Treasury was responding to the IMF’s Article IV consultation with South Africa that took place between 28 May and 11 June 2018.
As part of its surveillance mandate prescribed in the IMF’s Articles of Agreements, the fund visits each of its member countries annually to conduct an economic and financial assessment of government policies and provide policy recommendations.
During the consultation, the IMF met with various stakeholders, including government, state-owned enterprises (SOEs), business, organised labour and academia.
Treasury said Cabinet, on 4 July 2018, considered and noted the content of the report and acknowledged key risks identified and policy recommendations made by the IMF.
South Africa values on-going engagements and work programmes with all multilateral institutions, including the IMF.
The IMF acknowledged that South Africa’s economy remains well integrated in the global economy, diversified and has a sophisticated financial services sector.

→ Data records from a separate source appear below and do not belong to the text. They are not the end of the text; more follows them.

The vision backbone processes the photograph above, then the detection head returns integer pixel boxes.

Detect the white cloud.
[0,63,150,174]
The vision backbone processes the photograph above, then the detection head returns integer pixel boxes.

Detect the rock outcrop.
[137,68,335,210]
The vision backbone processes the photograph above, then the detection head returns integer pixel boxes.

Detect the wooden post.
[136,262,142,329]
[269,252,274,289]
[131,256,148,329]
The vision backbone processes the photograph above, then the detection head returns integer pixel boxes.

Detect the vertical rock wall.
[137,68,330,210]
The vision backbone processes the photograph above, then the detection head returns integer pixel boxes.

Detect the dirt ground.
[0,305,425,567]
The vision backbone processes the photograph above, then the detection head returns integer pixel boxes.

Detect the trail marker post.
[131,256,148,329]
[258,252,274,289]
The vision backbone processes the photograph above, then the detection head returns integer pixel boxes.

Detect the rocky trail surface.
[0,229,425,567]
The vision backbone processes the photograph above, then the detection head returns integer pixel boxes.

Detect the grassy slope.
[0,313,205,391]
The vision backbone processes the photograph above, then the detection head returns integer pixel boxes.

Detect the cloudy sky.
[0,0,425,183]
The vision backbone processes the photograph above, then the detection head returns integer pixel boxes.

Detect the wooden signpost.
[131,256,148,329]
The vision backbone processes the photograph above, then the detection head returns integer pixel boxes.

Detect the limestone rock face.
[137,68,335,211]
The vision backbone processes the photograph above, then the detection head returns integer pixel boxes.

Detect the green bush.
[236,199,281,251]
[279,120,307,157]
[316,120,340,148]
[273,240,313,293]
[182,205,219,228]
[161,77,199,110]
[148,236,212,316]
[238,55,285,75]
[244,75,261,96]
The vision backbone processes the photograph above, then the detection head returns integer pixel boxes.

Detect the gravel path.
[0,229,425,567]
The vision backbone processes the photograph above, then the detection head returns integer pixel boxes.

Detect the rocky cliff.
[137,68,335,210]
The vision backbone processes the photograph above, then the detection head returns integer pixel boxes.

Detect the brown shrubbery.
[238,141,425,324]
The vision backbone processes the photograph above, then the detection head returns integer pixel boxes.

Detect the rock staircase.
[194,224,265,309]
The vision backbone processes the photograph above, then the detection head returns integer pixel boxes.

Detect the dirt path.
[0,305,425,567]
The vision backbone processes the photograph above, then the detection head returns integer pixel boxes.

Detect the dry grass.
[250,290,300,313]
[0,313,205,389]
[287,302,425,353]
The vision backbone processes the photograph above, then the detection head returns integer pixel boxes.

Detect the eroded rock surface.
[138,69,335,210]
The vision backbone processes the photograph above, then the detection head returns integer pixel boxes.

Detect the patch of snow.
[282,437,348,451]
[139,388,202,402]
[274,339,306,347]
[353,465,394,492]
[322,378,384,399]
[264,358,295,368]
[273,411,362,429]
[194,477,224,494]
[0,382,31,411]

The IMF in its review welcomed ongoing initiatives to further buttress financial sector stability, including the new Financial Sector Regulation Act that lays the foundations of the Twin Peaks model of financial regulation.
In addition, the IMF noted that strong institutions and a young workforce will contribute to higher growth potential.
The report, however, noted impediments to growth including policy uncertainty and regulatory overreach that hinders private investment, inefficiencies in state-owned enterprises (SOEs), labour market rigidities, insufficient competition in product markets and corruption.